HARI ANAK INTERNASIONAL

Hari Anak Internasional atau Hari Perlindungan Anak Sedunia merupakan hari spesial yang diperingati berbagai negara baik di Asia, Eropa, bahkan Amerika. Hari Anak Internasional diperingati setiap tanggal 1 Juni. Hal ini berbeda dengan hari Anak Sedunia yang diadakan setiap tanggal 20 November. Berbeda pula dengan peringatan Hari Anak Nasional setiap tanggal 23 Juli.
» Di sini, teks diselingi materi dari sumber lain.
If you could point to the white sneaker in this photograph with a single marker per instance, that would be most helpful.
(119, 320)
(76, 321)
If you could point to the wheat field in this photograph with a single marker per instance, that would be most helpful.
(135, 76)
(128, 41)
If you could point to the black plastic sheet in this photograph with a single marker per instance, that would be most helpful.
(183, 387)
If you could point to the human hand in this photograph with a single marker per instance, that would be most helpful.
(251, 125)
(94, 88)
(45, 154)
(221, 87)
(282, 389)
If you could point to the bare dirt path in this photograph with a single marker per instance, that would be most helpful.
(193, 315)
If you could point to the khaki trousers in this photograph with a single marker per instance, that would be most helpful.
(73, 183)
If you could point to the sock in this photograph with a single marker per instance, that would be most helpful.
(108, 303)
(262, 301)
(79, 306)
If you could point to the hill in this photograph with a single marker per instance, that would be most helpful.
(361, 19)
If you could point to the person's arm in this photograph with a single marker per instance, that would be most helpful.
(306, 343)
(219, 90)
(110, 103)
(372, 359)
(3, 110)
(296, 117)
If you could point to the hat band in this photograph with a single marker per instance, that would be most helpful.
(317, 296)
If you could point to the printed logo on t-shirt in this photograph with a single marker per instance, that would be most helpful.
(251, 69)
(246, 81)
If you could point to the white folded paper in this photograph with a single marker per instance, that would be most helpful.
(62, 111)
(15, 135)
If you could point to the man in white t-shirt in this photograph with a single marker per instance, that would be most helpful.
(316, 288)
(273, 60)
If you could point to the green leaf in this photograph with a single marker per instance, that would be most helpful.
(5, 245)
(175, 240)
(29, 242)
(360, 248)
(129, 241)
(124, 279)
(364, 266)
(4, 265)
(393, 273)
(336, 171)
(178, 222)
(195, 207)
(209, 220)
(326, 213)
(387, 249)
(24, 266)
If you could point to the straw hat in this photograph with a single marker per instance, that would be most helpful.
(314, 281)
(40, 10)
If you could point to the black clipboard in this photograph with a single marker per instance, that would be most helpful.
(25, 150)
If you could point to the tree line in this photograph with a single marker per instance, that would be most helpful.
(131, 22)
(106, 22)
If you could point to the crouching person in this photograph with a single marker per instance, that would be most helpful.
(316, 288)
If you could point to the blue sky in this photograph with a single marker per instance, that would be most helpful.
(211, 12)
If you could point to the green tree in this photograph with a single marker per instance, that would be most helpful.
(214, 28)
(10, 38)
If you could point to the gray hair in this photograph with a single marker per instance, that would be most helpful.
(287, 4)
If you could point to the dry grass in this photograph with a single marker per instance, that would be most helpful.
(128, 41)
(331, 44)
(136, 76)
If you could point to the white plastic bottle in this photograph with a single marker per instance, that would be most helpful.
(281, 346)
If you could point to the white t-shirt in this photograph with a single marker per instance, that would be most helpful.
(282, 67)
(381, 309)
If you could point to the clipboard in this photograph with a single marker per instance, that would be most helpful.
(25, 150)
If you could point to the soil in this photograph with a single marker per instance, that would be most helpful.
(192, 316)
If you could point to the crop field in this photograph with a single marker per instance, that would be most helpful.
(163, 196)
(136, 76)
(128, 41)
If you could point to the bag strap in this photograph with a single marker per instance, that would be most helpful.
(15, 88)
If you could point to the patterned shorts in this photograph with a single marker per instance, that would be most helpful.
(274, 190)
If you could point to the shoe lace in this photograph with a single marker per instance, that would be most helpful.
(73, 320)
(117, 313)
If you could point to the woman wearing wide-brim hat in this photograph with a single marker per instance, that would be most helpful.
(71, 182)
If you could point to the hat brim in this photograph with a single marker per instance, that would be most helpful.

Ada banyak peringatan tentang hari anak. Tentunya setiap peringatan tersebut memiliki fokus tujuan yang berbeda beda. Untuk Hari Anak Internasional sendiri, tujuan peringatannya meliputi:

  • Memberikan perlindungan dan menghargai hak-hak anak di seluruh dunia;
  • Menjamin pendidikan bagi anak-anak di seluruh dunia;
  • Penghapusan eksploitasi anak yang berupa mempekerjakan anak di bawah umur.

Anak merupakan masa depan keluarga dan bangsa. Oleh karena itu, penting bagi para orang tua untuk memahami hak-hak anak supaya bisa menunjang kehidupan mereka di masa depan.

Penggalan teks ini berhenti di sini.